# Website design company



## TenaciousTees (Dec 9, 2005)

Hello everyone,
I wanted to get some feedback on which companies have a good reputation as far as domains are concerned. I wanted to be t-shirt selling friendly obviously. I am planning on starting my t-shirt business come january. I have some ideas such as the customer being able to check designs on different color shirts with a flash like ability. Any input or recommendations would be deeply appreciated. Thanks


----------



## Rodney (Nov 3, 2004)

You can get a "domain name" for your new t-shirt website anywhere. The domain name is separate from the actual hosting and website design.

Places like godaddy.com, mydomain.com, even yahoo can sell you a domain name at a fair price.

That would be totally separate than paying for the hosting of your webpages and the hosting would be totally separate from paying for the "design" of your web pages.

There are literally 1000's of web designers and web hosts out there.

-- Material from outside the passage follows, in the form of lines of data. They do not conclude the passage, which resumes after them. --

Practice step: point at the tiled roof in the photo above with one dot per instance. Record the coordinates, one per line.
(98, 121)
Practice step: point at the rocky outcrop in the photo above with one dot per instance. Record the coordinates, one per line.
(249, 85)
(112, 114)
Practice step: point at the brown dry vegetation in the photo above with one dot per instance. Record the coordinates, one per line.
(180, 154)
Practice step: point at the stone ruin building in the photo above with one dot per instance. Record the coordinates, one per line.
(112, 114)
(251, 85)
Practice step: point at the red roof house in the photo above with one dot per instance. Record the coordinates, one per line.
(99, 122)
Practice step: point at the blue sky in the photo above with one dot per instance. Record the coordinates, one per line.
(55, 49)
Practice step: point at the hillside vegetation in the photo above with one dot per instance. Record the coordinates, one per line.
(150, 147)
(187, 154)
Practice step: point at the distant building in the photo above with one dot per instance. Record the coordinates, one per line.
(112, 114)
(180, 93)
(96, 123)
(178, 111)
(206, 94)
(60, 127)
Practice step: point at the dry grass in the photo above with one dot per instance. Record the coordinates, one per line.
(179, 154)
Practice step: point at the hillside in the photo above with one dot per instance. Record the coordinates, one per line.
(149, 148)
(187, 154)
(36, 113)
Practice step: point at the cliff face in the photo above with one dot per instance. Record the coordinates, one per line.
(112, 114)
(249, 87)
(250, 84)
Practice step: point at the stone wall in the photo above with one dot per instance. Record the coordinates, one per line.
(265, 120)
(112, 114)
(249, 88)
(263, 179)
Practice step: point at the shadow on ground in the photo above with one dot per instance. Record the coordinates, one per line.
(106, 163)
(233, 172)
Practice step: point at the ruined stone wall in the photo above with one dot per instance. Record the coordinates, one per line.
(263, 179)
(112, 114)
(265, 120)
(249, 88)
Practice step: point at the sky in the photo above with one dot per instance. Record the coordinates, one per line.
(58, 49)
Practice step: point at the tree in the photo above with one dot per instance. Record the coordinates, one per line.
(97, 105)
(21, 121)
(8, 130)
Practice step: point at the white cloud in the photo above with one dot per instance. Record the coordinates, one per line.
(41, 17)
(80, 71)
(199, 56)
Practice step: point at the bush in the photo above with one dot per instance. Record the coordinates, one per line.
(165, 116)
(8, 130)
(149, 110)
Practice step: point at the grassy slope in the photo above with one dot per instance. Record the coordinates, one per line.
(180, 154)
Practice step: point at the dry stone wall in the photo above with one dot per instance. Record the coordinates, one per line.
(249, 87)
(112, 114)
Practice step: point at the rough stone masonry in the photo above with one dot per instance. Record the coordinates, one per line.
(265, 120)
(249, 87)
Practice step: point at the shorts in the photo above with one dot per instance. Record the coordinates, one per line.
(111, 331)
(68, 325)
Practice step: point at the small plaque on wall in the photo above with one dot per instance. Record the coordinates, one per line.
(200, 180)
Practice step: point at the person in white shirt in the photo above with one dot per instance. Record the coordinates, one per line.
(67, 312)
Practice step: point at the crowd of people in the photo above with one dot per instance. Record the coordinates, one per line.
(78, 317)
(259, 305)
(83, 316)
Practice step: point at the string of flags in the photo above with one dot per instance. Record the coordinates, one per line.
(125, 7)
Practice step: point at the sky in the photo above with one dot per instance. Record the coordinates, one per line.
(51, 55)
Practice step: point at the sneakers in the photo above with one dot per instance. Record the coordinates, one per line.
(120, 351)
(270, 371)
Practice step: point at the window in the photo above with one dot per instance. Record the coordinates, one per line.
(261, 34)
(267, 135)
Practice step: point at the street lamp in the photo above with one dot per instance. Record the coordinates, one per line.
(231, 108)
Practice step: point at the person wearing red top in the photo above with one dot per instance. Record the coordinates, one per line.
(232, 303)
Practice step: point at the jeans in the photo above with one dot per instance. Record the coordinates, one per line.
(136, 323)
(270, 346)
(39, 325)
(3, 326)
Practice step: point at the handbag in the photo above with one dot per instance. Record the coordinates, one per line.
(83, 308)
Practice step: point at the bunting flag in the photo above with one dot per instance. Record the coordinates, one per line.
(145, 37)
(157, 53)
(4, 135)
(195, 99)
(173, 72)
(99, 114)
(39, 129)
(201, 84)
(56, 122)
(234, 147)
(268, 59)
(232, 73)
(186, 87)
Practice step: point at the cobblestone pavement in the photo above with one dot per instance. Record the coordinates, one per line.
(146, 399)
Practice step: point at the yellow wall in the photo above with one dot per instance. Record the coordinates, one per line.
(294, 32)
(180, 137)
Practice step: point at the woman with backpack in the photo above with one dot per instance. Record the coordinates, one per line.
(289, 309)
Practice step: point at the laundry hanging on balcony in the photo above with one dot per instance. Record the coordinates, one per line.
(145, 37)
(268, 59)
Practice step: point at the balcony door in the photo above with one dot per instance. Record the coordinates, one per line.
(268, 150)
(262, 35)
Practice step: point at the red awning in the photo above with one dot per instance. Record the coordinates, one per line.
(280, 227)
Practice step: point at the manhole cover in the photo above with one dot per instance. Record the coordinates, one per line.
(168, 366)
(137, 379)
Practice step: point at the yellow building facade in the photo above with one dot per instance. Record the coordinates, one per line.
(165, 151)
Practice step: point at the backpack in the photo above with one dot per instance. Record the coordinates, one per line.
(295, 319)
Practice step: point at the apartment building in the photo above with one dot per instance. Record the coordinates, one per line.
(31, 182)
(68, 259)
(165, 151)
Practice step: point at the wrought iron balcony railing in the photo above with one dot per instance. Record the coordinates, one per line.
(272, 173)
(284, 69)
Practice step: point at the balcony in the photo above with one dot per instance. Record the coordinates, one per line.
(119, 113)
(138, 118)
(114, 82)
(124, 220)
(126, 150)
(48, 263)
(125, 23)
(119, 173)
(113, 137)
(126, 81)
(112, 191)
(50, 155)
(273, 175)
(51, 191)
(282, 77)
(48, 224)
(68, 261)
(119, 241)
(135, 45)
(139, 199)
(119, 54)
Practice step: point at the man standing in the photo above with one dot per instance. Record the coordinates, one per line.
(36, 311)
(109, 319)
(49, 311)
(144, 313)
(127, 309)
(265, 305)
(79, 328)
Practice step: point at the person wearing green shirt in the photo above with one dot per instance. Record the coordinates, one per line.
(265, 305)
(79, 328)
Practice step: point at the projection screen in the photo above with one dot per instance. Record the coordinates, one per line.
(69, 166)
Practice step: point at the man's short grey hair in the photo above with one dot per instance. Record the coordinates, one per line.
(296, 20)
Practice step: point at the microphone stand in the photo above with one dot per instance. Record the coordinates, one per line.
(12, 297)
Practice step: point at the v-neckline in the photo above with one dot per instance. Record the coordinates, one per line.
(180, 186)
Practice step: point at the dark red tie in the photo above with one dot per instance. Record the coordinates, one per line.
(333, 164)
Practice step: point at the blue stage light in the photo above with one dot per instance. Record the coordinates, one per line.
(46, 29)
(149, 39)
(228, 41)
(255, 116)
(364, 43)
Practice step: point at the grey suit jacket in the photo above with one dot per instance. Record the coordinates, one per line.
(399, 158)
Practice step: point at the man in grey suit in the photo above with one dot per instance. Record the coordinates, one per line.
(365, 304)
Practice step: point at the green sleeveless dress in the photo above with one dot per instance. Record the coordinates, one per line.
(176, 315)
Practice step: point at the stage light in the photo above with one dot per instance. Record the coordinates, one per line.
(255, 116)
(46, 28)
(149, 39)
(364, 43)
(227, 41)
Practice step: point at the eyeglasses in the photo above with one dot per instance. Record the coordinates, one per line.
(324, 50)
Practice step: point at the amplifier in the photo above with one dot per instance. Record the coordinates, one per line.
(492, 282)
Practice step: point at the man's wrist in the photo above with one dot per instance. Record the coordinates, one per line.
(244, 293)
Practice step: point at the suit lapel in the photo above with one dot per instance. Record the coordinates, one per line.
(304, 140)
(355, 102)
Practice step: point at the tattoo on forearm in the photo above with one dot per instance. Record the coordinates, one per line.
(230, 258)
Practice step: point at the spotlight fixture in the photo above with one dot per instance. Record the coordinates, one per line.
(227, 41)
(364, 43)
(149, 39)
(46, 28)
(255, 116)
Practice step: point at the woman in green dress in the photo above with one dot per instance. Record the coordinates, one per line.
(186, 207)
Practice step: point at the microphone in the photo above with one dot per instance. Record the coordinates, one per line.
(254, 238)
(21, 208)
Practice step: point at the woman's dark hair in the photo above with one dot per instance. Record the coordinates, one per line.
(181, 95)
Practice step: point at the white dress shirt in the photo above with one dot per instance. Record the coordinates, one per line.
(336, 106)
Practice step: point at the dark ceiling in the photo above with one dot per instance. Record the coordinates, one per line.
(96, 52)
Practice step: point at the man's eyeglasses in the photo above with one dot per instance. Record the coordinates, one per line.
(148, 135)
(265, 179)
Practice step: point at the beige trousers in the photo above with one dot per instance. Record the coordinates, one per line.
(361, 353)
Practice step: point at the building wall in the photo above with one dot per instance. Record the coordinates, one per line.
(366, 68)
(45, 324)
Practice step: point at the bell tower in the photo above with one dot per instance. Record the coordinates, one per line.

Here's a good article that should help you narrow down the right choice for you when looking for a web designer:
http://www.sitepoint.com/article/how-to-hire-a-web-designer

Here's a thread that talks about places to find t-shirt designers. Many of those places also have web designers for hire:
http://www.t-shirtforums.com/showthread.php?t=1424

Here's a thread where folks shared some of their favorite webhosts:
http://www.t-shirtforums.com/showthread.php?t=705


----------



## TenaciousTees (Dec 9, 2005)

Thanks Rodney. I appreciate you helping out a rookie.


----------